Today we are going to talk about another form of machine learning known as unsupervised machine learning. If in supervised learning we trained the model with sample data that included the question (predictor variables) and the answer (response variable) for predictive purposes, unsupervised learning has a descriptive purpose: we do not have any response, and we want the machine to find patterns, similarities, or differences between the data, to identify possible clusters. There are many uses, such as customer segmentation, categorizing users of a social network, or recommending to a customer what other customers, who behave in a similar way, have bought.
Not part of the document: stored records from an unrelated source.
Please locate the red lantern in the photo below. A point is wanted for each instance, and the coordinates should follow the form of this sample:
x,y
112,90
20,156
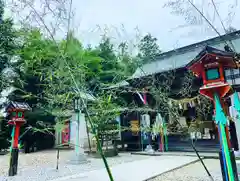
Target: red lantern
x,y
210,65
16,112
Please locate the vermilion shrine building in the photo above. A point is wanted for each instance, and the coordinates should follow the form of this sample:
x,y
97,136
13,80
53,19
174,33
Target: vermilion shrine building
x,y
177,60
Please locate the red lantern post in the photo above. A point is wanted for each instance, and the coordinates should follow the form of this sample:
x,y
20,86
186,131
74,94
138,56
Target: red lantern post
x,y
16,112
210,65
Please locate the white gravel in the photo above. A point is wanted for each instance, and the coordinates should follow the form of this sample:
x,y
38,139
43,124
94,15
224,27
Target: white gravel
x,y
41,166
193,172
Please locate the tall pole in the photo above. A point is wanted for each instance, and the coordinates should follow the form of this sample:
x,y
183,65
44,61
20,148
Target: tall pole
x,y
14,151
77,136
79,157
226,157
This thing of feeding data to a machine so it tells us what patterns or associations it has found may sound mysterious, but it really is not so, because the clustering algorithms depend on the definition of similarity or distance that we decide to apply, which will even be able to compare apples and oranges, as long as it meets very simple requirements*, and there are techniques that allow to transform apparently complex spaces, like image D, into simple spaces where grouping is easier, like image A.
These images show (more or less) simple geometric spaces, but many times our data do not lend themselves to such a simple representation. Imagine that we are processing information on the commercial activity with our customers to make an automatic segmentation, combining data such as the product families they buy, their average purchase volume, by which channel they contact us, how often… With a good data scientist we will define a similarity function that will be quite complex, we will be able to find clusters automatically, and at most we will have a very simplified graphical view, on a couple of variables, of our clusters, but we can trust that , if you have done a good job of understanding the details of the business, that grouping will be relevant to the activity. It may look obscure, but the algorithm has only looked for which elements look like other elements based on our criteria, no matter how complex these are.
There is also something called semi-supervised learning, similar to supervised learning, but it is applied when we only have the response variable for a small sample of our data. It uses techniques similar to grouping to fill in the missing variable. If we have, for example, a sample of transactions labeled as fraudulent or non-fraudulent, with a semi-supervised learning algorithm, we can group all our transactions around one or another cluster, by similarity.
In summary, unsupervised learning is sort of an automatic “birds of a feather flock together”, with many applications in business.
* If there is a mathematician in the room, the requirements will be immediately recognizable: the distance function must always be non-negative (the distance between two samples is always greater than or equal to 0), symmetric (the distance from M to N is the same as from N to M), triangular (the distance from M to P must be less than or equal to that from M to N plus that from N to P), and the distance of a sample to itself is null.